8yr relationship ended- How to cope with these feelings.
Entire story merged
Hi everyone- thanks in advance for taking the time to read my story. Quick run down - I recently broke off an 8yr relationship because I overheard my ex's conversation about sleeping with a girl. I had been suspicious for months as he would come home late drunk during the week, hide his cell phone and when he was out in the late hours he would never answer his phone. This all started mid of last year and became worse and worse... one night we got into and argument and he did the unthinkable.. he physically abused me for the first time. I packed up my things and left that night. He begging and cried for forgiveness and about 2 weeks later (a fool I know) I went back to him. After that incident I did see a change in him but he still always hid his cell phone which was always suspiscious. I knew there was something that he was hiding, but I still hung on because I simply loved him. I became very depressed and second guessed our relationship and knew deep down that I would have to end it one day. I prayed to find something out that would drive me to leave him and I believe that's when I overheard his conversation. Its been 4 long months now and it feels like eternity. We still have contact with each other every so often... he begs for forgiveness but Im trying to stand my ground. I have been with this man faithfully for 8years and helped him in everyway I could, very much like a wife however I never pressed the issue as I was happy where we were at. I feel so depressed and constantly stressed every minute of the day. I try to go out and have fun and meet new people but its so hard for me to open up. I feel like I carry this negative vibe which makes me unapproachable thus causing even more depression because I can't let loose as my friends for guys to approach me. I don't know what to do anymore. It's been months and Ive gone through these cycled emotions of anger, libertation, sadness, happy etc and I feel like its day one again lately. When does this pain end? I seriously feel like I am falling into depression. I understand that I need to be single and emotionally cleanse myself before I enter a new relationship but I feel like I will never meet anyone and be happy again and this truly panics me. I am so sad and I know I need to snap out of it and as much as I try I can't shake it. Any advice or experiences would be most appreciated. Thanks. :(
He moved on so fast after 8 years.how do I deal?

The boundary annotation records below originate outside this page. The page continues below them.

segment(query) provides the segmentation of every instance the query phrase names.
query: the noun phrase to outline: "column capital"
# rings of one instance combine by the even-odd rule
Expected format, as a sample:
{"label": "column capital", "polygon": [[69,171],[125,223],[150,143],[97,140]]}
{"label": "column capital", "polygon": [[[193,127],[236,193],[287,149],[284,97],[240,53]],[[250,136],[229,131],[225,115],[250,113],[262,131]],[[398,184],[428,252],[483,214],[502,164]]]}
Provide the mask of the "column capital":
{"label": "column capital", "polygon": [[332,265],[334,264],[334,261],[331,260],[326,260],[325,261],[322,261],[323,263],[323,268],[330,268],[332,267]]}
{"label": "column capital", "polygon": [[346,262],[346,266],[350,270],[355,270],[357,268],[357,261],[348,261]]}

OK so I’ve posted my story on here before about my heart break and what I'm going through at the moment (8yr relationship broken after I found out that he cheated) and I thought that dealing with this was enough so what could possibly be worse than finding out that your significant other has cheated? Well today I feel worse than ever… I found out that he is seeing someone else and this absolutely kills me…it feels even worse than finding out that he cheated ( I know that sounds weird). I don’t know what to do, how to think, the thoughts of him with someone else haunts me and I try not to think about it and move on with what makes me happy but its so hard. It’s been 4 months and through it all he was pleading for me to come back and now…poof he’s done! I guess it’s this other girl or girls that he is interested in. I know that staying with him is wrong and things will never be the same but how can he move on so fast after 8 years!? He threw away all that we built though the years and cheated and here I am sad, lonely and depressed and haven’t even had ANY urge to be with anyone new. I know that I need a good kick in the to get over it but I am so hurting inside right now that I have loved someone that obviously didn’t feel the same, it all feels like an illusion or dream…I’m so numb to everything… if it wasn’t for this forum I would lose it so thanks everyone for taking the time to hear me out.